Leila (who is not related to Olympic BMX medallist Sarah Walker) has just got off the best possible start, winning gold in the junior elite division at the 2022 Oceania BMX Racing Championships in Brisbane.
The 17-year-old has been a national champion every year for the past decade and won six consecutive world titles between the ages of 8-13 before a fall at the World BMX championships in Belgium in 2019 ended her winning streak.
“I finished eighth and that was my last international race, nearly three years ago,” Leila said.
Since then she’s been training hard to reclaim her world number one status.
“You know that everyone’s been putting in a lot of work all over the world but nobody’s really ridden against anyone so you know you’ve made gains but it’s like, am I off the pace, am I quicker?” she said.
The CHS house prefect and sports committee leader, who loves travelling and meeting new people, is hoping to answer that question at the World BMX Championships in Paris in July.
Luke, a seven-time national champion since 2015, has his sights set on the same event, where he’d love to pick up his first world title.
“I’ve come close so many times…all I think about is training to get to that goal,” the 13-year-old said.
So far it’s been a bumpy road, paved with concussion, broken limbs and near misses.
In 2015, at his first world champs in Belgium, he flipped over his handlebars and knocked himself out and the next year, in Columbia, he slipped in the final and finished seventh.

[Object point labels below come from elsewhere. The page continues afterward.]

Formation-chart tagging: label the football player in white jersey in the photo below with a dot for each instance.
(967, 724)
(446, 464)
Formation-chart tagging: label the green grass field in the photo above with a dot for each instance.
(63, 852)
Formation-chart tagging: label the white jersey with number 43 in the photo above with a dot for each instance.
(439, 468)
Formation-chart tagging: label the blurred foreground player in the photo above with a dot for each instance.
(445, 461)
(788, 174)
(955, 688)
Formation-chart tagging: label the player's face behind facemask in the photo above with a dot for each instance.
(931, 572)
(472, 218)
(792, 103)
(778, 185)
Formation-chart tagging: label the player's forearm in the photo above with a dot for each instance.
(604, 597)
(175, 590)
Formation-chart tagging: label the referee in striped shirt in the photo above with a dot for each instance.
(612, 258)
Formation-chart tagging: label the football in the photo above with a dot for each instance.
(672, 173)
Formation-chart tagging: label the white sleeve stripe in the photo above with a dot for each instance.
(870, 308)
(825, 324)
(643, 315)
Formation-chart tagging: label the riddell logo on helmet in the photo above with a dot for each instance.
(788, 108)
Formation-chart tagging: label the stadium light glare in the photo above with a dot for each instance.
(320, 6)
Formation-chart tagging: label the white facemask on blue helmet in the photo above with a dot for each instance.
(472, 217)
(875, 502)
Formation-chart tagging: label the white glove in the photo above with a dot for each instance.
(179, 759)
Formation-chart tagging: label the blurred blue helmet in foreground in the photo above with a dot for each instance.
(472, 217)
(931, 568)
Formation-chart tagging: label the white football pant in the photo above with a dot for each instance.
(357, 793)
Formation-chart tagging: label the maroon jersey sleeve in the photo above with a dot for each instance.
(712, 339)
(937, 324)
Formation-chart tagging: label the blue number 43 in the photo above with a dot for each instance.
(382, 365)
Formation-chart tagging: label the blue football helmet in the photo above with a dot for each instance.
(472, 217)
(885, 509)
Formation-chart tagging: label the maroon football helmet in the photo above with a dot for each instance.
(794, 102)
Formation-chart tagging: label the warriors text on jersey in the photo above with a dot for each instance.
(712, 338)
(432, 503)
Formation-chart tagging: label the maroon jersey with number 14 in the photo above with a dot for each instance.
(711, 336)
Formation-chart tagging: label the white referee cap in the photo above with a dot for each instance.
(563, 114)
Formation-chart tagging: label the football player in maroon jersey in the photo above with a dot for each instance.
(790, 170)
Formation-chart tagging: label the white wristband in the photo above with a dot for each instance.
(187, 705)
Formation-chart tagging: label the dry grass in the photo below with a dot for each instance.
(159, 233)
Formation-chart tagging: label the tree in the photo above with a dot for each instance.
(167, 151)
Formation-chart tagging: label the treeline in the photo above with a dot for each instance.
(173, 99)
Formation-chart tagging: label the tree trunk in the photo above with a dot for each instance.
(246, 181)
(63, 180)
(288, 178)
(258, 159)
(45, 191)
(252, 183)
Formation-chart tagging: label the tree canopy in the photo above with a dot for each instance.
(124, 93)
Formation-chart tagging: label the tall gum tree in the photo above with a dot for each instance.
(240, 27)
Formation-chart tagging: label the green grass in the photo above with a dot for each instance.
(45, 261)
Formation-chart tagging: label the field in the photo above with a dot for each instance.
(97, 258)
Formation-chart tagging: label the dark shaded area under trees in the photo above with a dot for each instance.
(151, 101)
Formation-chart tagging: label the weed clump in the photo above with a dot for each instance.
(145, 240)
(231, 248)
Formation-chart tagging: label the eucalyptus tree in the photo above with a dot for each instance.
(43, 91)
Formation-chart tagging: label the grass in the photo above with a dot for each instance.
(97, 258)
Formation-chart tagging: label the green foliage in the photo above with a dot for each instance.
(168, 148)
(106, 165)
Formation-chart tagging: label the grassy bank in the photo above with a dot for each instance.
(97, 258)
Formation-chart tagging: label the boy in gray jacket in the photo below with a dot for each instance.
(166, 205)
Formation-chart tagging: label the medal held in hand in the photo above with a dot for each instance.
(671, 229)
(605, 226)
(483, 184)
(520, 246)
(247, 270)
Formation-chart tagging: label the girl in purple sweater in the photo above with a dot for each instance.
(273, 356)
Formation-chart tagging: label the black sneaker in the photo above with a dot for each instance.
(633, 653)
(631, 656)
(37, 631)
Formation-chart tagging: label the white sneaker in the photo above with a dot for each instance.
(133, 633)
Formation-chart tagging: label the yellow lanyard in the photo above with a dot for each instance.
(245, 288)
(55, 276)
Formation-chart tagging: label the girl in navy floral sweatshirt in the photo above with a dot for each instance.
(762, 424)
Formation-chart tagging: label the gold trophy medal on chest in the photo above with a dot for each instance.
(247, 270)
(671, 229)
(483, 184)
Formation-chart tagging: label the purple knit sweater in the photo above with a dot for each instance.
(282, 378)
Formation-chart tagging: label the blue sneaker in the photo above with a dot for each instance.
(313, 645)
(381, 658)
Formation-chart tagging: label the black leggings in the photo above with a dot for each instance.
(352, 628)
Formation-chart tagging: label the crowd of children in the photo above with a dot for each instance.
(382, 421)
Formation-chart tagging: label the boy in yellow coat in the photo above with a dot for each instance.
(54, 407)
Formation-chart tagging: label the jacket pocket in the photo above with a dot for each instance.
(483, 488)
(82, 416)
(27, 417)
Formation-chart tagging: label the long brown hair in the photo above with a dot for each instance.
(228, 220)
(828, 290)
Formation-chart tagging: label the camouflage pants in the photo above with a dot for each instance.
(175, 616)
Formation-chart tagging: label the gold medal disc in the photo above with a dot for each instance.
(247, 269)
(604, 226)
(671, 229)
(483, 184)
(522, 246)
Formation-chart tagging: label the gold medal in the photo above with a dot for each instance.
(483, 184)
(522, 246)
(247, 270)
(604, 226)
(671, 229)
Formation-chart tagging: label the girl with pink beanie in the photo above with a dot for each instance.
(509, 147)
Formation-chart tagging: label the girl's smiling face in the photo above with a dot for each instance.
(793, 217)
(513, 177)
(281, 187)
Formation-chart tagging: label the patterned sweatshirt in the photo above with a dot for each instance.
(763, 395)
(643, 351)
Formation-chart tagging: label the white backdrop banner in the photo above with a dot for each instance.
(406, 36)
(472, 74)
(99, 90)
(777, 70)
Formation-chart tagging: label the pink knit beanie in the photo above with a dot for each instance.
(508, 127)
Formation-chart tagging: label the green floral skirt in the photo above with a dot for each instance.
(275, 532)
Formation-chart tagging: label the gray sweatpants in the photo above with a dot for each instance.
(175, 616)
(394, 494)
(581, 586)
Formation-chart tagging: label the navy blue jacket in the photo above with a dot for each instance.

In 2017 a “nasty” broken leg left him in a toe-to-hip cast, but he managed to finish sixth at the world championships in America, and in Azerbaijan in 2018 a semi-final crash brought his dream tumbling down.
“The five best riders in our age group were all in that semi and we were all just dominoes down the first straight,” he said. “So the three at the back came out and made the final.”
He finally claimed a spot on a world championship podium in Belgium in 2019, taking silver.
“So I’m currently second in the world,” he said. “It’s pretty nice to be able to hold it for three years but you never know what could have happened in that three-year gap.”
Also a talented football player, Luke is striving to be a professional sportsman when he leaves school.
“I’m only young but I’m like what am I going to do if I don’t come first at football or BMX?” he said. “That’s that motivates me. I’m just like, I can’t do anything else.”
Riding professionally also appeals to Leila, who is considering studying sports science or sports psychology at the University of Waikato next year and aiming to compete at the Paris Olympic Games in 2024.
“As long as I keep loving what I’m doing – and keep enjoying it – I guess I’ll see where it takes me,” she said.
Both riders thanked their sponsors for helping them pursue their dreams.
“We’re so appreciative of their support,” Leila said.